Traitant du sujet difficile et potentiellement épuisant de la paraplégie, Passion Fish est à l'image de tous les films de John Sayles, à savoir une très belle leçon d'humanité qui ne verse ni dans le mélodrame, ni dans la leçon moralisatrice. Le début est à ce titre éloquent, avec ce passage à l'hôpital où seul le visage de Mary McDonnell sera montré, celui des médecins et des infirmiers demeurant hors-champ, façon de susciter très subtilement la solitude à laquelle est confrontée cette actrice de soap-opera victime d'un accident de voiture.
Si la première heure manque d'entrain, ce n'est pas le cas de la seconde dans laquelle le cinéaste américain démontre une fois encore toute sa délicatesse et sa manière très sincère de filmer ses personnages.
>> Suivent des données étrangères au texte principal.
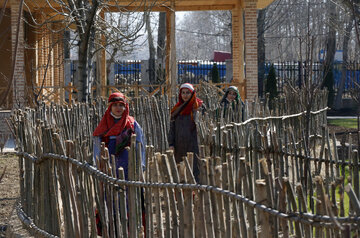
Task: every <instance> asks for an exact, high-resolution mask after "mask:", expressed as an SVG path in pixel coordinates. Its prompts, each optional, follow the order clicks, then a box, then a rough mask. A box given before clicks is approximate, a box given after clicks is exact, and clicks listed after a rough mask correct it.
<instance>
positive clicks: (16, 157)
mask: <svg viewBox="0 0 360 238" xmlns="http://www.w3.org/2000/svg"><path fill="white" fill-rule="evenodd" d="M5 167H6V170H5V174H4V177H3V178H2V180H1V181H0V238H1V237H5V230H6V224H7V222H8V218H9V216H10V214H11V212H12V210H13V208H14V204H15V202H16V200H17V199H18V198H19V166H18V160H17V157H16V156H14V155H10V154H7V155H1V154H0V177H1V174H2V173H3V171H4V169H5Z"/></svg>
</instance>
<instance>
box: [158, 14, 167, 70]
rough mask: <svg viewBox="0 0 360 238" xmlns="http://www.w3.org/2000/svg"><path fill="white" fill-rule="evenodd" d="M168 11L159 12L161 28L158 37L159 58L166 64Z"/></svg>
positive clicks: (161, 61)
mask: <svg viewBox="0 0 360 238" xmlns="http://www.w3.org/2000/svg"><path fill="white" fill-rule="evenodd" d="M165 39H166V12H160V13H159V29H158V39H157V41H158V42H157V58H158V60H159V61H160V63H161V65H165Z"/></svg>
Il développe avec brio différents arcs narratifs, toujours en rapport avec ce passé, cet autrefois moins présenté sous l'angle de la nostalgie que de l'espoir qu'il suscite présentement afin de prendre un nouveau départ.
Le personnage joué par Alfre Woodard ajoute au tableau la question raciale, toujours délayée dans l'histoire avec une infinie subtilité (jeux de regards, non-dits, préjugés), et trouvant un écho historiquement fort dans les sublimes contrées du bayou louisianais. Celui-ci permet à Sayles d'ajouter une petite touche de pittoresque en évoquant la culture cajun (acadienne) issue des colons français qui jadis peuplèrent la Louisiane, avec sa musique, sa langue et sa cuisine.
Plein de petites choses qui font de Passion Fish un sympathique moment qui dépasse largement le seul thème du handicap, lequel se voit progressivement relégué dans le lointain jusqu'à être finalement rejeté dans son caractère socialement réducteur et néfaste : un dépassement des plus admirables et touchants.